The high power density UV curing equipment not only speeds up the curing speed, but also facilitates the complete curing of the UV ink underlayer on thick UV ink layers and rough paper. In addition, increasing the power density of the UV lamp can reduce the sensitivity of the UV ink and reduce the content of the photoinitiator, thereby improving the stability and sensitivity of the UV ink, facilitating storage and transportation, and reducing the price.

3. Water cooling UV curing system

Due to the development of the design concept of printing equipment, the structure of the printing machine is more compact and beautiful, and the larger UV curing air cooling passage can no longer meet the requirements. Therefore, such printing machines generally use water-cooled UV curing equipment. For example, the UV drying system of the imported multi-color offset printing machine is water-cooled, and the satellite self-adhesive printing machine is also equipped with a water-cooled UV system.

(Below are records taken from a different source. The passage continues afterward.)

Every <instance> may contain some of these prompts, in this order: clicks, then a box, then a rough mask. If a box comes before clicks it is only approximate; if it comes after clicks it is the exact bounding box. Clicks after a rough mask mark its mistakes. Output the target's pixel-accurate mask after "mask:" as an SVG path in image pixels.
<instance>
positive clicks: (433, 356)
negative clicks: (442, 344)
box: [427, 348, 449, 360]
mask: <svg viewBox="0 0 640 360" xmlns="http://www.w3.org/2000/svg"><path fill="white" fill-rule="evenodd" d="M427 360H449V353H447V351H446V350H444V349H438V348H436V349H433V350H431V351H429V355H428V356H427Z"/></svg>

The author often finds in the printing factory that there are many unreasonable phenomena in the ink drying and curing process, resulting in a large waste of electric energy. For example, some curing equipments are unscientific, although the price is cheap, but the efficiency is very low. The speed of a pair of glazing machines is less than 3,000 sheets per hour. Three 10 kW UV lamps are used. A 12kW lamp can be used. For example, the power supply of the front and rear unit curing system of the unit type printing machine is unreasonable, resulting in a printing speed. And many manufacturers only consider the cost of equipment, ignoring the expenses of electricity. In response to the above problems, it is recommended that the printing company should consider many aspects when selecting curing equipment.